Tuesday, June 26, 2007

After writing my column on immigration last week, an old colleague wrote and raised a fair point: It’s easy to say open borders equal freedom, but what do you do when immigrants show up and start voting for free handouts? Sure, it’s nice when our country’s not a prison—but do we really want foreigners coming in and voting our freedoms away?

I’m still trying to get over the idea that I would have “colleagues,” but his point is worth discussing. So let’s discuss.

When you get right down to it, a lot of people won’t admit it, but the main issue when it comes to immigration is language. The immigration debate has everything to do with foreign tongues, and every other issue stemming from this issue can be related directly back to that.

How do I know this? Just take a look around. Everywhere you look in American society, Spanish is becoming—or has become—our country’s second language. From phone prompts to canned goods to the sheer number of Spanish language channels on cable television, Spanish is clearly a cultural force in America. And the fact that businesses feel the need to cater to it proves it.

Why is this important? You only need to look at the language we use to describe the rise of this other language. It’s an “invasion,” we say. We’re being “invaded” on our southern border. Does anyone honestly think we’d be saying this if the northern border was the issue? (That excludes Quebec, by the way. I’m relatively sure we’d be twice as hostile to the French.)

We call the rise of Spanish as a rival to our English an “invasion,” because, in a real sense, this is what it feels like when a foreign country invades you. They bring their culture and values with them, and try to reshape you to keep you in line.

This brings me back to the thing about free handouts.

I don’t think anyone would argue America throws around its money like a stack of old coupons about to expire. When people come here from other countries speaking other languages, there are two ways to treat them: (1) we can welcome them in, teach them English, and—God willing—show them the ways of the Constitution; or (2) we can ostracize them and hope they find no work, at which point they’ll likely go home. When we live in a country that spends so much money on giving away free stuff, though, we dramatically reduce the incentive for people who don’t speak our language to leave.

As a result, we encourage foreign people to come here and live apart from us. No wonder we feel like we’re being invaded. We’re practically asking foreign countries to settle our land.
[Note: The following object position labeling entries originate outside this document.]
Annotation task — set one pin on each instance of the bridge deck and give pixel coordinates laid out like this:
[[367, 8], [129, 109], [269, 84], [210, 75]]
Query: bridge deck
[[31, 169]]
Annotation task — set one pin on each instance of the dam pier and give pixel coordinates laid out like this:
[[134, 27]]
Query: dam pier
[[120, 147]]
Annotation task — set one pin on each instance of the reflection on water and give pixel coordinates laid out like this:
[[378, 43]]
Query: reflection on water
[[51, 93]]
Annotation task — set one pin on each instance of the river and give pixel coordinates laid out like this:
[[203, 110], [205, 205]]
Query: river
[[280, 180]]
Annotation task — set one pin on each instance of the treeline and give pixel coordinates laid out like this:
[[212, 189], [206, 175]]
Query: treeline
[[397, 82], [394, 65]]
But as much as we complain about foreigners bringing in their foreign cultures, the real problem is the culture we’ve established that’s foreign to our founding ideals. Deep down, I think most Americans know America isn’t functioning like the Founders intended. But it’s easier to pin this on the Guatemalan mowing our lawn than to look in our own hearts and try to change ourselves.

Immigration didn’t ditch the gold standard. Immigration didn’t get us addicted to foreign oil. Immigration didn’t set up Social Security, turn elections into spectacles, or wage wars in the Middle East that we didn’t need and couldn’t afford. We did these things ourselves—even if immigrants helped us vote for them. God only knows how long it’ll be before the USA pulls a USSR. Will we blame the immigrants when it turns out, oops, we went bankrupt?

I’m an English-speaking American. And like many English-speaking Americans, I’ll be honest: I flunked Spanish. I don’t want this country to speak two languages, because, for me, that sounds like a lot of work.

But before we go complaining about Spanish-speaking people, it’s time to admit the “Spanish language problem” isn’t really a problem. It’s a decoy. As long as a whole separate culture is rising in our midst, we’ll always have someone else to blame for why we sit around whining and wasting our money. We’ll always have a group of people to point at and say, “If only they didn’t come here with their tasty foods and remarkable work ethic, our country would have survived.”

This is why language is at the heart of the immigration issue. We don’t understand why our Republic is crumbling, so we put it in words we can’t comprehend.